Maharishi School students, Pearl Sawhney (senior) and her brother, Surya (sophomore) won first place March 2 at the Iowa Junior Science and Humanities Symposium (IJSHS) in Iowa City. They will go to Maryland on May 2-6 to present at the 50th National Junior Science and Humanities Symposium, sponsored by the U.S. Army, Navy, and Air Force. Only two student teams (or individuals) in Iowa are invited to present their research before the National symposium and compete for significant military sponsored scholarships.
The Sawhneys project is entitled “Consumption of Animal Protein vs.
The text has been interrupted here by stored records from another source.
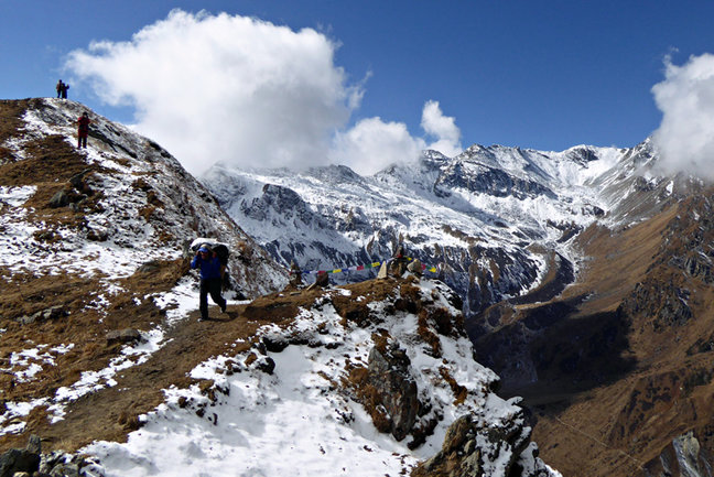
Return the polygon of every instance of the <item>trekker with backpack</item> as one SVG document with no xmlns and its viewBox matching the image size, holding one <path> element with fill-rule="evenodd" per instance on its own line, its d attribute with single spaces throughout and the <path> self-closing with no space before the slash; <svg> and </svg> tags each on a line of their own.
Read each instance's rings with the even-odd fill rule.
<svg viewBox="0 0 714 477">
<path fill-rule="evenodd" d="M 226 265 L 220 262 L 218 254 L 207 246 L 201 246 L 196 256 L 191 261 L 192 269 L 201 271 L 201 294 L 198 297 L 198 308 L 201 310 L 199 322 L 208 319 L 208 294 L 215 304 L 220 306 L 220 311 L 226 313 L 226 299 L 220 294 L 220 288 Z"/>
</svg>

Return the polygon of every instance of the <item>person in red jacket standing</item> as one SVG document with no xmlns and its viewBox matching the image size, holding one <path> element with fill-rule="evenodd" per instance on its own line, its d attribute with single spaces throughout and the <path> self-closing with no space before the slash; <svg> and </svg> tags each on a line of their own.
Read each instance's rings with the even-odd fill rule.
<svg viewBox="0 0 714 477">
<path fill-rule="evenodd" d="M 77 148 L 87 147 L 87 135 L 89 135 L 90 122 L 91 120 L 89 119 L 89 116 L 87 116 L 87 111 L 83 112 L 79 119 L 77 120 L 77 123 L 79 124 L 77 131 Z"/>
</svg>

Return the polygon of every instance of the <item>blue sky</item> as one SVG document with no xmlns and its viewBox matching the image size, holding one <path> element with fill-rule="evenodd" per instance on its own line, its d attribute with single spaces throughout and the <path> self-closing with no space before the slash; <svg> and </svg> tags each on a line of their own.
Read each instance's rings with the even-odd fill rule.
<svg viewBox="0 0 714 477">
<path fill-rule="evenodd" d="M 425 102 L 437 101 L 464 148 L 632 147 L 662 120 L 651 88 L 666 56 L 681 65 L 714 51 L 712 1 L 2 0 L 0 98 L 53 96 L 62 77 L 71 99 L 141 122 L 131 101 L 108 105 L 67 57 L 93 41 L 130 41 L 173 9 L 314 30 L 334 45 L 343 86 L 359 89 L 336 128 L 379 118 L 426 145 L 441 139 L 421 126 Z"/>
</svg>

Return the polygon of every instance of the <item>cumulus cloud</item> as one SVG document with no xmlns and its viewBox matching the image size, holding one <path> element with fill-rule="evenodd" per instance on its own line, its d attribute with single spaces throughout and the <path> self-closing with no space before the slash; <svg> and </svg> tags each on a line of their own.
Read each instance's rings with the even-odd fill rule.
<svg viewBox="0 0 714 477">
<path fill-rule="evenodd" d="M 403 122 L 385 122 L 381 118 L 363 119 L 335 138 L 335 162 L 349 165 L 361 175 L 374 174 L 394 163 L 415 161 L 424 141 L 412 138 Z"/>
<path fill-rule="evenodd" d="M 371 174 L 414 160 L 426 142 L 401 122 L 363 119 L 365 94 L 334 63 L 337 44 L 312 29 L 253 18 L 172 11 L 127 42 L 94 42 L 67 58 L 99 98 L 136 111 L 134 128 L 194 174 L 221 161 L 238 167 L 342 163 Z M 453 118 L 424 106 L 434 149 L 459 149 Z"/>
<path fill-rule="evenodd" d="M 714 55 L 691 56 L 677 66 L 664 61 L 664 80 L 652 87 L 662 122 L 652 134 L 666 173 L 714 180 Z"/>
<path fill-rule="evenodd" d="M 461 130 L 456 127 L 456 120 L 444 116 L 439 101 L 426 101 L 422 111 L 421 127 L 426 134 L 436 139 L 429 145 L 429 149 L 434 149 L 448 156 L 454 156 L 463 151 Z"/>
</svg>

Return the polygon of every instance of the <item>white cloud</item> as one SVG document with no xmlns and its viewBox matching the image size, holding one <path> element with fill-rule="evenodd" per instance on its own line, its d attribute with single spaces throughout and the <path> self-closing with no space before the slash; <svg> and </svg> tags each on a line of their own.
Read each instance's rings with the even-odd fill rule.
<svg viewBox="0 0 714 477">
<path fill-rule="evenodd" d="M 172 11 L 128 42 L 95 42 L 66 63 L 99 98 L 136 110 L 136 129 L 192 173 L 218 161 L 300 169 L 332 162 L 371 174 L 415 160 L 426 141 L 402 122 L 361 119 L 346 129 L 367 76 L 348 85 L 335 42 L 253 18 Z M 454 118 L 428 101 L 429 145 L 461 152 Z"/>
<path fill-rule="evenodd" d="M 333 156 L 335 162 L 368 175 L 390 164 L 415 161 L 424 147 L 424 141 L 412 138 L 403 122 L 369 118 L 337 134 Z"/>
<path fill-rule="evenodd" d="M 421 127 L 429 135 L 436 138 L 429 149 L 448 156 L 454 156 L 464 150 L 461 145 L 461 130 L 456 127 L 456 120 L 444 116 L 439 101 L 426 101 L 422 111 Z"/>
<path fill-rule="evenodd" d="M 133 106 L 137 130 L 193 173 L 218 160 L 314 165 L 361 95 L 335 47 L 310 29 L 174 10 L 130 42 L 73 52 L 67 67 L 102 100 Z"/>
<path fill-rule="evenodd" d="M 714 180 L 714 55 L 691 56 L 677 66 L 664 61 L 664 80 L 652 87 L 662 122 L 652 134 L 666 173 Z"/>
</svg>

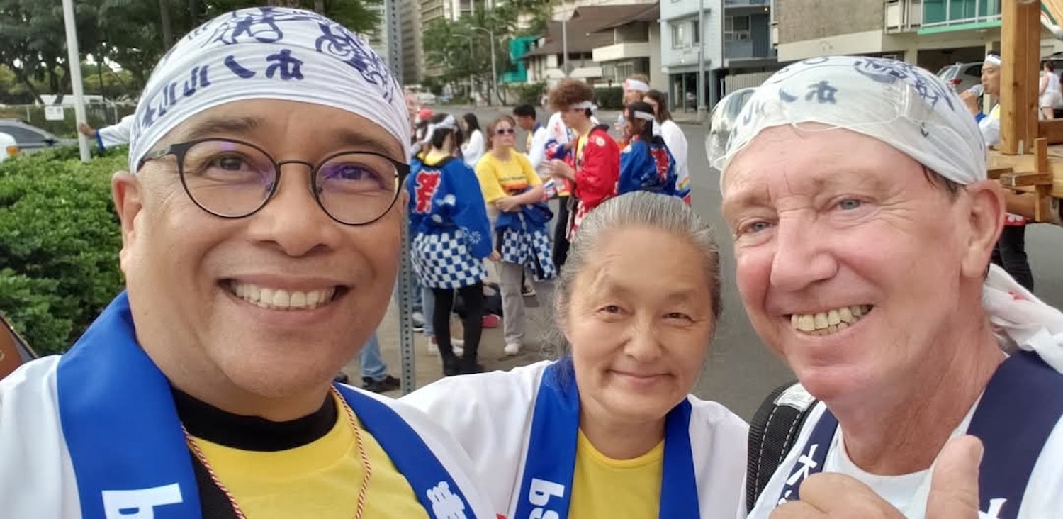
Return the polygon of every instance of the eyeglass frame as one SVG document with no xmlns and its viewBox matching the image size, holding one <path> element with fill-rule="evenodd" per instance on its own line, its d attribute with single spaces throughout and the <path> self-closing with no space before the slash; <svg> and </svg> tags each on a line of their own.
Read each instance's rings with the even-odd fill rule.
<svg viewBox="0 0 1063 519">
<path fill-rule="evenodd" d="M 261 154 L 264 156 L 266 156 L 266 158 L 269 158 L 269 161 L 271 163 L 273 163 L 273 169 L 276 171 L 276 179 L 273 182 L 273 186 L 270 188 L 269 194 L 266 195 L 266 198 L 263 199 L 261 203 L 258 204 L 258 206 L 255 207 L 254 210 L 252 210 L 250 213 L 248 213 L 246 215 L 240 215 L 240 216 L 219 215 L 218 213 L 215 213 L 214 211 L 210 211 L 210 210 L 204 207 L 203 204 L 200 203 L 199 200 L 196 200 L 196 197 L 192 196 L 191 190 L 188 188 L 188 183 L 185 182 L 185 154 L 188 153 L 188 150 L 192 149 L 192 147 L 195 147 L 196 145 L 203 144 L 203 143 L 209 143 L 209 141 L 234 143 L 234 144 L 237 144 L 237 145 L 248 146 L 248 147 L 251 147 L 251 148 L 253 148 L 253 149 L 261 152 Z M 360 223 L 351 223 L 351 222 L 347 222 L 347 221 L 340 220 L 339 218 L 336 218 L 335 216 L 333 216 L 332 213 L 328 212 L 328 210 L 325 208 L 324 202 L 321 201 L 321 195 L 320 195 L 320 192 L 318 192 L 318 186 L 317 186 L 317 182 L 316 181 L 317 181 L 317 178 L 318 178 L 318 170 L 321 168 L 321 166 L 324 166 L 326 163 L 328 163 L 328 161 L 332 161 L 333 158 L 336 158 L 337 156 L 348 155 L 348 154 L 364 154 L 364 155 L 378 156 L 378 157 L 384 158 L 384 160 L 388 161 L 389 163 L 391 163 L 391 165 L 394 166 L 394 168 L 395 168 L 395 190 L 394 190 L 394 194 L 391 196 L 391 202 L 388 203 L 387 208 L 385 208 L 383 213 L 381 213 L 376 218 L 373 218 L 372 220 L 360 222 Z M 259 146 L 253 145 L 253 144 L 248 143 L 246 140 L 240 140 L 240 139 L 235 139 L 235 138 L 227 138 L 227 137 L 203 137 L 203 138 L 187 140 L 187 141 L 184 141 L 184 143 L 170 144 L 170 145 L 167 145 L 167 146 L 165 146 L 163 148 L 159 148 L 159 149 L 157 149 L 155 151 L 150 151 L 150 152 L 146 153 L 142 158 L 140 158 L 139 164 L 137 164 L 137 168 L 136 168 L 137 171 L 139 171 L 140 168 L 142 168 L 144 165 L 145 165 L 145 163 L 147 163 L 148 161 L 155 161 L 155 160 L 162 158 L 162 157 L 164 157 L 166 155 L 173 155 L 173 157 L 176 158 L 176 162 L 178 162 L 178 178 L 181 179 L 181 186 L 184 188 L 185 195 L 188 196 L 188 199 L 191 200 L 192 203 L 196 204 L 197 207 L 203 210 L 207 214 L 217 216 L 218 218 L 224 218 L 226 220 L 236 220 L 236 219 L 240 219 L 240 218 L 247 218 L 247 217 L 252 216 L 255 213 L 258 213 L 259 211 L 261 211 L 263 207 L 265 207 L 266 204 L 268 204 L 269 201 L 273 199 L 273 196 L 276 195 L 277 187 L 281 185 L 281 173 L 283 172 L 282 166 L 284 166 L 285 164 L 302 164 L 303 166 L 306 166 L 306 167 L 310 168 L 309 188 L 310 188 L 310 194 L 314 195 L 314 201 L 317 202 L 318 207 L 321 207 L 321 211 L 324 212 L 324 214 L 327 215 L 328 218 L 331 218 L 333 221 L 336 221 L 338 223 L 342 223 L 344 225 L 352 225 L 352 227 L 368 225 L 370 223 L 374 223 L 374 222 L 378 221 L 381 218 L 384 218 L 388 214 L 388 212 L 390 212 L 391 208 L 394 207 L 395 201 L 399 200 L 399 195 L 402 192 L 403 185 L 406 182 L 406 178 L 409 175 L 409 164 L 406 164 L 406 163 L 403 163 L 403 162 L 400 162 L 400 161 L 395 161 L 394 158 L 391 158 L 388 155 L 385 155 L 383 153 L 377 153 L 375 151 L 364 151 L 364 150 L 344 150 L 344 151 L 338 151 L 336 153 L 332 153 L 332 154 L 325 156 L 324 158 L 322 158 L 321 161 L 319 161 L 317 165 L 315 165 L 315 164 L 308 163 L 306 161 L 294 161 L 294 160 L 293 161 L 277 161 L 271 153 L 269 153 L 268 151 L 261 149 L 261 147 L 259 147 Z"/>
</svg>

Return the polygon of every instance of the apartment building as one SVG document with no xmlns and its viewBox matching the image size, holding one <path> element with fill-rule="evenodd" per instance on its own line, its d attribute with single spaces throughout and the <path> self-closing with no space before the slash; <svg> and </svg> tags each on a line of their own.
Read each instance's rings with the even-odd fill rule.
<svg viewBox="0 0 1063 519">
<path fill-rule="evenodd" d="M 660 0 L 660 62 L 672 104 L 696 107 L 702 60 L 707 106 L 777 70 L 771 20 L 770 0 Z"/>
<path fill-rule="evenodd" d="M 1001 1 L 774 0 L 773 40 L 780 62 L 862 54 L 938 70 L 999 48 Z M 1043 37 L 1043 55 L 1063 48 Z"/>
</svg>

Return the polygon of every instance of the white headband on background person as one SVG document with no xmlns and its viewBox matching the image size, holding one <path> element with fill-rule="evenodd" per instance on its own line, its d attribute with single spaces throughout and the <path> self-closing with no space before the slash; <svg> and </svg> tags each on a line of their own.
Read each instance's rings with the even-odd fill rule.
<svg viewBox="0 0 1063 519">
<path fill-rule="evenodd" d="M 639 80 L 627 80 L 624 82 L 625 90 L 649 91 L 649 85 Z"/>
<path fill-rule="evenodd" d="M 402 87 L 343 26 L 310 11 L 249 7 L 190 32 L 155 66 L 130 140 L 130 171 L 163 136 L 203 111 L 247 99 L 302 101 L 410 135 Z"/>
<path fill-rule="evenodd" d="M 597 110 L 597 105 L 594 104 L 591 101 L 580 101 L 578 103 L 570 105 L 569 107 L 572 108 L 572 110 L 580 110 L 580 108 L 583 108 L 583 110 L 589 110 L 591 112 L 594 112 L 595 110 Z"/>
<path fill-rule="evenodd" d="M 735 155 L 760 132 L 780 125 L 803 132 L 848 130 L 890 145 L 957 184 L 986 179 L 985 144 L 975 118 L 938 77 L 909 63 L 823 56 L 776 72 L 743 106 L 727 143 L 709 147 L 722 150 L 721 156 L 709 157 L 723 171 L 721 192 Z M 1063 313 L 995 265 L 983 283 L 982 307 L 1002 346 L 1035 351 L 1063 372 Z"/>
</svg>

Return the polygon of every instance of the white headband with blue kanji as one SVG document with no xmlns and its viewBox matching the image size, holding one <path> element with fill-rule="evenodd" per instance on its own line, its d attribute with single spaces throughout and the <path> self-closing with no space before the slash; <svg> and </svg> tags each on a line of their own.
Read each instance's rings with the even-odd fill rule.
<svg viewBox="0 0 1063 519">
<path fill-rule="evenodd" d="M 826 125 L 803 131 L 844 129 L 867 135 L 961 185 L 986 179 L 985 144 L 978 124 L 938 77 L 894 60 L 823 56 L 769 78 L 735 119 L 729 139 L 709 143 L 710 153 L 719 151 L 709 158 L 723 172 L 721 192 L 730 161 L 760 132 L 802 123 Z M 983 284 L 982 307 L 1002 345 L 1035 351 L 1063 372 L 1063 313 L 996 265 Z"/>
<path fill-rule="evenodd" d="M 200 26 L 155 66 L 136 110 L 130 171 L 184 120 L 246 99 L 333 106 L 399 143 L 410 135 L 402 87 L 365 41 L 310 11 L 250 7 Z"/>
</svg>

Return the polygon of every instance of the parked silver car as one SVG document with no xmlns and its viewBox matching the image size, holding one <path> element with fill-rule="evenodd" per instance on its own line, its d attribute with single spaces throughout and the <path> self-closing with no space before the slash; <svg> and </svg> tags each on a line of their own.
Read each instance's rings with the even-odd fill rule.
<svg viewBox="0 0 1063 519">
<path fill-rule="evenodd" d="M 982 64 L 981 62 L 954 63 L 942 67 L 938 71 L 938 77 L 958 94 L 963 94 L 972 86 L 981 84 Z"/>
<path fill-rule="evenodd" d="M 27 124 L 19 119 L 0 119 L 0 133 L 15 137 L 23 153 L 32 153 L 45 148 L 78 146 L 77 139 L 60 138 L 47 130 Z"/>
</svg>

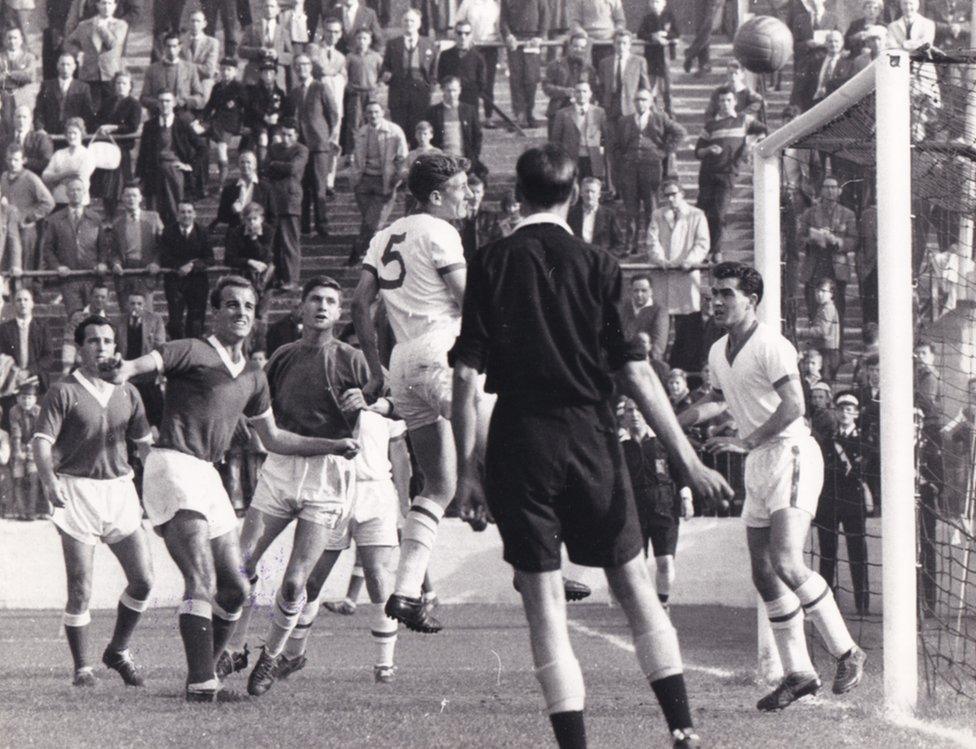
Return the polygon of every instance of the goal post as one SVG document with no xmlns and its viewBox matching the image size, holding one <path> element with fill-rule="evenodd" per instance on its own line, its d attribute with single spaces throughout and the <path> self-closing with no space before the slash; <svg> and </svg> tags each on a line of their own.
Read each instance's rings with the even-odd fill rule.
<svg viewBox="0 0 976 749">
<path fill-rule="evenodd" d="M 913 411 L 911 60 L 882 52 L 833 94 L 771 133 L 754 152 L 755 263 L 765 282 L 760 319 L 782 327 L 781 169 L 787 148 L 825 130 L 866 97 L 875 98 L 879 358 L 881 369 L 882 608 L 885 708 L 914 710 L 918 691 L 915 564 L 915 446 Z M 870 140 L 871 133 L 862 135 Z M 799 146 L 802 147 L 802 146 Z M 807 146 L 808 148 L 810 146 Z M 866 147 L 866 146 L 862 146 Z M 901 404 L 891 407 L 891 404 Z M 759 672 L 781 671 L 765 612 L 759 610 Z"/>
</svg>

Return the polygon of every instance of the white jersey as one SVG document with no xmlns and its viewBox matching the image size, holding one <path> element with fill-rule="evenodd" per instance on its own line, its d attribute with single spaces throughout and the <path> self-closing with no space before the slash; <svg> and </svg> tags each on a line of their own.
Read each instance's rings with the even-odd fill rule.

Plant Protein: Exploring Solutions to Obesity.” The team conducted research to determine if there is a connection between non-vegetarianism and obesity and if non-vegetarians are at a higher risk of over-eating and snacking.
“We conducted laboratory experiments and collected field data using a questionnaire we designed,” explains Pearl. “Lab experiments to simulate human body conditions were used to examine the digestion of four plant and four animal proteins. Subsequently, a field study was conducted to understand peoples’ eating habits and behaviors. Questionnaires were filled by 500 randomly selected people in mid-western towns.”
The team found the results quite interesting, explaining that, “Those with a diet higher in meat also had a tendency to snack and over-eat more.” Their results also suggested that non-vegetarian food digests faster. “It seems that those with a more active lifestyle would benefit from a non-vegetarian diet, as energy is more readily available and gets used faster,” Pearl explains. “A passive lifestyle on this kind of diet leads to storage of energy as fat, eventually leading to obesity.” The team also noted that “eating habits and tastes are formed at young age, which are hard to change in later years even when people want to. Therefore, we need to focus on educating kids about food choices and its impact on their personal health and the health of the environment.”
This is the fourth year that Pearl has conducted research on the connection between diet and health, and the second year for Surya. “Each year I’ve studied a deeper and more complex layer of the subject,” Pearl says. Pearl and Surya have competed and won awards at multiple science fair competitions, with Pearl gaining accolades at the national level. “With each science fair competition I have learned to be a more effective public speaker and to communicate research in a way that is understandable to non-researchers,” says Pearl. “It’s also been an opportunity to make friends with other students from all over who also enjoy research.”
Pearl is looking to pursue a career in medicine. She is seeking admission to several midwest colleges offering excellent pre-med degrees.